MasterCard is lobbying the UK government for increased regulation of bitcoin and other digital currencies that pose a threat to its legacy credit-cards business, as it tries to adapt to the transformation of a payments industry long overdo for change.
“In the current environment we feel that the risks of digital currencies outweigh the benefits,” the company wrote in strongly worded letter, obtained by digital currency website Coindesk, in which MasterCard asks the UK government for more regulation of crypto currencies.
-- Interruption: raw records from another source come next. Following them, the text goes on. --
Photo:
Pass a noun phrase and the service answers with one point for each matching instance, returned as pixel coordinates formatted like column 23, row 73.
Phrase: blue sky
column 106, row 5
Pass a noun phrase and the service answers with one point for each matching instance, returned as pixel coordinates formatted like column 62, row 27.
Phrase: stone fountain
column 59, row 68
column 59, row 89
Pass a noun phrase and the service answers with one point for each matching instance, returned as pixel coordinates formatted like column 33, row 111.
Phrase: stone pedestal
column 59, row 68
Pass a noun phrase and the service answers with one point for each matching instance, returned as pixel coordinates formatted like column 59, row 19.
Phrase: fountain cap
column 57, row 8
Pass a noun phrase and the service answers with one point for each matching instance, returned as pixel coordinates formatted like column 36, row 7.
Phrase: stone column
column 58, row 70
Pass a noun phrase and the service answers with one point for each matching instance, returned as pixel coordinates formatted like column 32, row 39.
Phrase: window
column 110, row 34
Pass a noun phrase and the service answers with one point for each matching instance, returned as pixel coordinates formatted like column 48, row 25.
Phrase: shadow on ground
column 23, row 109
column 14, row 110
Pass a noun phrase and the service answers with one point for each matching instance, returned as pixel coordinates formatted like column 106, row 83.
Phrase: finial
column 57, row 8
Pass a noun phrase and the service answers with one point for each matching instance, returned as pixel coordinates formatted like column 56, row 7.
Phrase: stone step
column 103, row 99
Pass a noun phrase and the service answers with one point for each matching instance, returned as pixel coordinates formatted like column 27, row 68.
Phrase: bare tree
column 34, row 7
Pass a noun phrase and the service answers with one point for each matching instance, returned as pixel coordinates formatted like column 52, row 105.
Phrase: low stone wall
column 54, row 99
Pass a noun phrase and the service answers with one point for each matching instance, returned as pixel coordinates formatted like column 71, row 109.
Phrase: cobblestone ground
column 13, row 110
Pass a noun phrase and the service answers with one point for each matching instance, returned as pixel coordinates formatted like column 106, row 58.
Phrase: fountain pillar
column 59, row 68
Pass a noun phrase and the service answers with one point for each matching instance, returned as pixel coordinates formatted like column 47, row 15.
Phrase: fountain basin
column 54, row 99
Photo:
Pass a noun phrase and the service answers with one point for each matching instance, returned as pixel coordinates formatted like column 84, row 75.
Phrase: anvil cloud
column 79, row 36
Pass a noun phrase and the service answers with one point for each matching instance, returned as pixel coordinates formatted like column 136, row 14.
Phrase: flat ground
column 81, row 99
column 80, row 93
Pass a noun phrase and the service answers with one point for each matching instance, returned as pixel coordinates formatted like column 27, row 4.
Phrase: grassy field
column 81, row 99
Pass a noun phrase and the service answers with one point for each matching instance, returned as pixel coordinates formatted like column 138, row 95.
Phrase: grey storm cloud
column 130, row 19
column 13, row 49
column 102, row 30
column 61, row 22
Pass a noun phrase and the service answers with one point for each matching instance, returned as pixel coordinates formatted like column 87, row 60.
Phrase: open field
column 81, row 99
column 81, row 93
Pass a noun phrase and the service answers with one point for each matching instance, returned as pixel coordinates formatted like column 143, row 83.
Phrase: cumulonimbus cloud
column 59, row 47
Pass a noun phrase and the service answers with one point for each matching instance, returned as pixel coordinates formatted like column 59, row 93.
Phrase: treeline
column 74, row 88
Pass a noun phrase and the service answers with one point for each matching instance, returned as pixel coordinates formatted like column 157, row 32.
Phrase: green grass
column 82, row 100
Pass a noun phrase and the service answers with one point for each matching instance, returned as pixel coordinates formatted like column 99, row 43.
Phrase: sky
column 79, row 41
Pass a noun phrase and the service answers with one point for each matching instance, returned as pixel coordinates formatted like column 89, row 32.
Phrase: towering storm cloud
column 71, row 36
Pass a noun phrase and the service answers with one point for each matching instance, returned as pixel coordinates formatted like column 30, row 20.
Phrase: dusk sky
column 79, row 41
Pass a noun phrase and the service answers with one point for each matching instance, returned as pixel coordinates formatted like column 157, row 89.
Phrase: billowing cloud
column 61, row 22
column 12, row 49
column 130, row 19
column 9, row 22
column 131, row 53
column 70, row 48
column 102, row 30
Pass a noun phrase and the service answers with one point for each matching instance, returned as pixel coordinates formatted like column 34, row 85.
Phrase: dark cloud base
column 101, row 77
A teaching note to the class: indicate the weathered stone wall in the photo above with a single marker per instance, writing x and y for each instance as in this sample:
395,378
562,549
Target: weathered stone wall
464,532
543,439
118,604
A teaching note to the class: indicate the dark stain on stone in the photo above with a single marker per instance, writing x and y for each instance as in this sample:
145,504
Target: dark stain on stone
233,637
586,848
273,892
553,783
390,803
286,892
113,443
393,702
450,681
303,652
The letter, sent in response to the UK Treasury’s call for information last year, is the latest sign that established financial companies are taking bitcoin and other digital currencies more seriously—and pushing for a level playing field.
From the letter:
We would argue that, when compared to MasterCard’s network, the claims pertaining to the speed and safety of digital currencies does not hold up, not least given that on average it takes 10 minutes for a block to be verified and that digital currencies are far more susceptible to hacking attacks.
Additionally, while digital currency transaction costs are currently lower, this is because providers of digital currency services do not currently bear any compliance costs, whereas providers of other forms of electronic payment bear the cost of complying with consumer protection laws and anti-money laundering laws.
A MasterCard spokesman says the submission to the UK officials was “developed to help them understand the policy issues around virtual and anonymous currencies.”
Its claims are self-serving, of course, but the company has a fair point. If traditional financial companies that make loans, issue credit, and transfer money all have to follow globally agreed-upon rules to prevent institutional failures, consumer fraud, and illicit activity, then so, too, should the upstarts.